Search code examples
pythonregexloopsfreeze

Regex match (\w+) to capture single words delimited by |||


I am trying to match if there's singe word followed by \s|||\s and then another single word followed by \s|||\s so I'm using this regex:

single_word_regex = r'(\w+)+\s\|\|\|\s(\w+)\s\|\|\|\s.*'

And when I tried to match this string, the regex matching hangs or take minutes (possibly going into some sort of "deep loop")

>>> import re
>>> import time
>>> single_word_regex = r'(\w+)+\s\|\|\|\s(\w+)\s\|\|\|\s.*'        
>>> x = u'amornratchatchawansawangwong ||| amornratchatchawansawangwong . ||| 0.594819 0.5 0.594819 0.25 ||| 0-0 0-1 ||| 1 1 1 ||| |||'
>>> z = u'amor 我 ||| amor . i ||| 0.594819 0.0585231 0.594819 0.0489472 ||| 0-0 0-1 1-2 ||| 2 2 2 ||| |||'
>>> y = u'amor ||| amor ||| 0.396546 0.0833347 0.29741 0.08 ||| 0-0 0-1 ||| 3 4 2 ||| |||'
>>> re.match(single_word_regex, z, re.U)                                              
>>> re.match(single_word_regex, y, re.U)                                          
<_sre.SRE_Match object at 0x105b879c0>
>>> start = time.time(); re.match(single_word_regex, y, re.U); print time.time() - start
9.60826873779e-05
>>> start = time.time(); re.match(single_word_regex, x, re.U); print time.time() - start # It hangs...

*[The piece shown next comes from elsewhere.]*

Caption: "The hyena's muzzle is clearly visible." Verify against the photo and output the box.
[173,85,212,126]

Why is it taking that long?

Is there a better/simpler regex to capture this conditionlen(x.split(' ||| ')[0].split()) == 1 == len(x.split(' ||| ').split())?


Solution

  • Note that by itself, a r'(\w+)+' pattern will not cause the catastrophic backtracking, it will only be "evil" inside a longer expression and especially when it is placed next to the start of the pattern since in case subsequent subpatterns fail the engine backtracks to this one, and as the 1+ quantifier inside is again quantified with +, that creates a huge amount of possible variations to try before failing. You may have a look at your regex demo and click the regex debugger on the left to see example regex engine behavior.

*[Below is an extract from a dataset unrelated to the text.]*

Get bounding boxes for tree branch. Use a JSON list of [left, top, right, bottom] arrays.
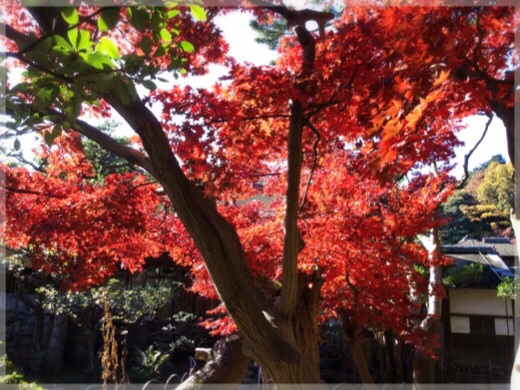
[[456, 114, 493, 189], [466, 9, 513, 87], [72, 117, 154, 173], [280, 99, 305, 318], [103, 92, 301, 365], [8, 105, 154, 174], [300, 118, 321, 212]]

    The current regex can be written as

    r'^(\w+)\s\|{3}\s(\w+)\s\|{3}\s(.*)'
    

    See the regex demo where there will be a match if you remove space and . in the second field.

    Details:

    • ^ - start of string (not necessary with re.match)
    • (\w+) - (Group 1) 1+ letters/digits/underscores
    • \s - a whitespace
    • \|{3} - 3 pipe symbols
    • \s(\w+)\s\|{3}\s - see above ((\w+) creates Group 2)
    • (.*) - (Group 3) any 0+ characters other than linebreak characters.